I sat down on the deck again and leaned my head back. Good. We were leaving.
“As soon as we get the boat back…” Frank was saying to Clarissa, and in the distance, I heard sirens.
It was over.
But of course, it wasn’t over. I slept through the police boat’s arrival and subsequent dismissal, but from the story that Kevin told me later, they were all too happy to get off Cavador Key as soon as they were told the police call was a misunderstanding, a “boating accident.” “Salt and Gehry put on an Academy Award level performance,” he said. “Quite astounding, really.”
“And the rest of them?”
“Stayed out of it!”
I remember getting on the Myers’ yacht, but not why it took so long, and blessedly, I don’t remember a single moment of the trip back to the mainland.
Somehow, I wound up in a fine hotel suite in town (possibly on Jenny’s dime and Odile’s reputation), cocooned inside a massive white comforter, while my fellow knights debated about whether or not to send me home to Ohio.
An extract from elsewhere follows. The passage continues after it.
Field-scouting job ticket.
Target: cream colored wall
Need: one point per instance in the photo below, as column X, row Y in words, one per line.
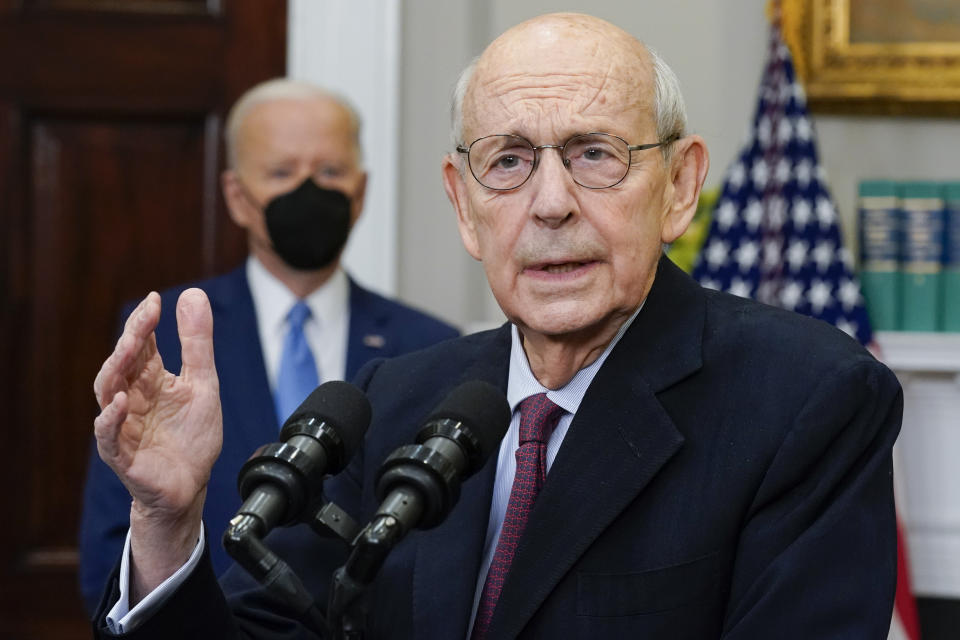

I remember that conversation for sure. Because I remember sitting up and telling them no.
“I don’t agree with a lot of your judgment calls lately, Amy,” Demetria said.
“I don’t care,” I replied. If I went home now, I didn’t know if I’d ever come back again.
“But, Amy,” Clarissa said, “you have to tell your parents.”
I compromised and told my folks I’d been in that alleged boating accident (true) and got tangled up in some ropes (also true), and was banged up a bit, but was okay now (remained to be seen). My mother started crying, and my father begged me to spend the rest of Spring Break at home, where they could keep an eye on me. I basked in their parental love and concern, but I told them I’d rather go build houses in Louisiana with my friends, as planned.